= Amin Tarzi =

Dr. Amin Tarzi is the director of Middle East studies at the Marine Corps University in Quantico, Virginia.

Tarzi has been an analyst for Radio Free Europe, Radio Liberty, and senior fellow with the Center for Advanced Defense Studies. He has been a senior research associate for the Middle East at the Center for Nonproliferation Studies of the Monterey Institute of International Studies, where he taught graduate seminars on Middle East security policies and threat perceptions. Tarzi has also served as Political Advisor to the Saudi Arabian Mission at the United Nations and as Researcher/Analyst at the Emirates Center for Strategic Studies and Research in Abu Dhabi, United Arab Emirates

==Career==
Tarzi's areas of research include the history, politics and state-building process in Afghanistan, U.S. policy in Iraq and the proliferation of weapons of mass destruction in the Middle East, and Iranian security and threat perceptions including its missile and nuclear programs.
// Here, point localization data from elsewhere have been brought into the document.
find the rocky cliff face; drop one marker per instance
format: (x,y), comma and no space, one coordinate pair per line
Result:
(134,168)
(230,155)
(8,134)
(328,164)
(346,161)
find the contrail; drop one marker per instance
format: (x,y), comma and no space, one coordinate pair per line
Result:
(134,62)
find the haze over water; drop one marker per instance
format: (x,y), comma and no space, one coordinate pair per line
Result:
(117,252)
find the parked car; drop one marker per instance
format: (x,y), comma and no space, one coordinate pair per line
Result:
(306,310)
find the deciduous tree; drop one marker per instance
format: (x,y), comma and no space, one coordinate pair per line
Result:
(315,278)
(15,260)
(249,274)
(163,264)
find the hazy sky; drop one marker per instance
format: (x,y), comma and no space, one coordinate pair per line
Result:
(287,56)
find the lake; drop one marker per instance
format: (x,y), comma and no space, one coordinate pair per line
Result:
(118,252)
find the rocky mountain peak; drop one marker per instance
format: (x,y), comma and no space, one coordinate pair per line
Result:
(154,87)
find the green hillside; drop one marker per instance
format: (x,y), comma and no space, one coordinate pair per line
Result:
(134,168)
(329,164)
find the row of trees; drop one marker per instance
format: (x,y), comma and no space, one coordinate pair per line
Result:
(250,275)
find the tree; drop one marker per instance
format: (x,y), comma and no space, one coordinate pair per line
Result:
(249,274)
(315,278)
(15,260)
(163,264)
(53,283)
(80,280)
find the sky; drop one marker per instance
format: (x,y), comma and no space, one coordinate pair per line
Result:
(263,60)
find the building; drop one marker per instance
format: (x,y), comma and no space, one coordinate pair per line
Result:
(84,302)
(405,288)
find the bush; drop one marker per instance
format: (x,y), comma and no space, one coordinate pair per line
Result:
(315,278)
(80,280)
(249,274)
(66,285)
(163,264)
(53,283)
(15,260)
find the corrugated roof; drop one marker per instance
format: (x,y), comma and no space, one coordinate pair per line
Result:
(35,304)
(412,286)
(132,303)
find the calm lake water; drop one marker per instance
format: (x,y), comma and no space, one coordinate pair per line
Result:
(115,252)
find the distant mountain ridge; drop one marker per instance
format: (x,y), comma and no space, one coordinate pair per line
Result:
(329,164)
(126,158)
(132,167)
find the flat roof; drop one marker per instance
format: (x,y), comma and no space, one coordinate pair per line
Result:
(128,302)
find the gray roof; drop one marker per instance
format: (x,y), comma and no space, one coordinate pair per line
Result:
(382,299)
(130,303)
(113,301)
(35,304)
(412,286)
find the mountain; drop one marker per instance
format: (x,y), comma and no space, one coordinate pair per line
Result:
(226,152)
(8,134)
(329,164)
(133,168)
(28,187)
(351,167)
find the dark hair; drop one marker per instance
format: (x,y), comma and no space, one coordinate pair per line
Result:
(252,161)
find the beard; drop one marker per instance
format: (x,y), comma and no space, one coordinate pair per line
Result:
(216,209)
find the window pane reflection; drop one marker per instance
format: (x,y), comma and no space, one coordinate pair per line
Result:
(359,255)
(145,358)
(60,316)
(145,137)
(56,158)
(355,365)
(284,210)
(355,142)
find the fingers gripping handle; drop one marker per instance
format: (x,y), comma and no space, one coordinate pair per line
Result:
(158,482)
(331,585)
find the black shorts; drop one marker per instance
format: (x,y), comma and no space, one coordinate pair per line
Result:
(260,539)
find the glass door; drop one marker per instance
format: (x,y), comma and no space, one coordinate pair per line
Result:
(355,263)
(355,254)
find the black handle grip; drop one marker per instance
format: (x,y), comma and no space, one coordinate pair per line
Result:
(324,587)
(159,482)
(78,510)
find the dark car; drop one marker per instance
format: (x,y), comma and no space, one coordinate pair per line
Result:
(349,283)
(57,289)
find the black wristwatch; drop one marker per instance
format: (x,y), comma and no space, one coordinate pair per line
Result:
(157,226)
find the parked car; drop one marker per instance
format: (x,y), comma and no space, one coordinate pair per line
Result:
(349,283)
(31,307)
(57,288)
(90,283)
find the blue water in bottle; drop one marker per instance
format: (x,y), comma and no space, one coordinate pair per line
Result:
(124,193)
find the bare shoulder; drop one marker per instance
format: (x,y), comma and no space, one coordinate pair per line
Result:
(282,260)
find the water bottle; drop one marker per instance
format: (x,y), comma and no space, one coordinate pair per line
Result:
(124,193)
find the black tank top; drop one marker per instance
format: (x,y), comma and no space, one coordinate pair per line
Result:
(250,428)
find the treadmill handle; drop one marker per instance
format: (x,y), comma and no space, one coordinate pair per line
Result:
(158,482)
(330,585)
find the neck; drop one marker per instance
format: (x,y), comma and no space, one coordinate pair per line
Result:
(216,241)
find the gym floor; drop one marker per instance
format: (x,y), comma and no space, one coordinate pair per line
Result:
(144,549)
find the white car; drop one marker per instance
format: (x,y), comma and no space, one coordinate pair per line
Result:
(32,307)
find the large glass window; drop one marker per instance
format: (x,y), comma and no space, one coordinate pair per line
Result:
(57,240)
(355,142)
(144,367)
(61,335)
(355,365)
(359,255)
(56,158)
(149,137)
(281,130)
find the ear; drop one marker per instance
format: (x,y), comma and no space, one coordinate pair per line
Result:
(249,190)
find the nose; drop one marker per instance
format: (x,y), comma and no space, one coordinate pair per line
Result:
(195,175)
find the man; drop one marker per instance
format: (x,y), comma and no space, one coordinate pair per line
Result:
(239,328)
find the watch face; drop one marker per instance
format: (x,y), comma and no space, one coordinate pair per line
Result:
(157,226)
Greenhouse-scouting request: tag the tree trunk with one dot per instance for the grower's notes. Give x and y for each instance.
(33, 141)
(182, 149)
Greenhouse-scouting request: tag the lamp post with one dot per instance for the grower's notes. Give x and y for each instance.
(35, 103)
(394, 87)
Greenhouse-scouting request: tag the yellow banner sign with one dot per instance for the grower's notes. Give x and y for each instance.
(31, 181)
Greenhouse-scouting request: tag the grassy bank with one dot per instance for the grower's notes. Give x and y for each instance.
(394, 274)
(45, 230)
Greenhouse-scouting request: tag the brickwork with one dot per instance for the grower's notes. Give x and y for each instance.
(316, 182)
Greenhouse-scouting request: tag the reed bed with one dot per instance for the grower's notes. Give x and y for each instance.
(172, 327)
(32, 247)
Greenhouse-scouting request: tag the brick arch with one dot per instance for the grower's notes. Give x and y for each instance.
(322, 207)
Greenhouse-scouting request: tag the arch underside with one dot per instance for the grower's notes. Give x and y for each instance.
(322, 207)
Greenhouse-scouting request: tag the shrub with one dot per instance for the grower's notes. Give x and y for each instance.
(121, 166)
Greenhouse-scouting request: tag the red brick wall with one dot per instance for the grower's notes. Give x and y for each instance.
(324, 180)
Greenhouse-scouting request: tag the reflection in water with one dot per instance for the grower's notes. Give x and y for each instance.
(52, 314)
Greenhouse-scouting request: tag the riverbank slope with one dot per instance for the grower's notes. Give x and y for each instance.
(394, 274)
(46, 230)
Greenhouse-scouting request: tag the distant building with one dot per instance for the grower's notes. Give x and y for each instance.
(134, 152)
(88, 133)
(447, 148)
He has also served as a member of the United States Marine Corps. Tarzi earned his Ph.D. and MA from New York University, and holds a BA from Queens College in New York City. He is part of the historic Tarzi family from Afghanistan.

==Works cited==
- Crews, Robert D., and Amin Tarzi, eds. The Taliban and the Crisis of Afghanistan. Hardcover ed. Boston: Harvard Univ. Pr., 2008.
- Tarzi, Amin, and Kimberly McCloud. "Taliban". Encyclopedia of Islam and the Muslim World. 2004. MacMillan Reference U.S. 30 May 20072.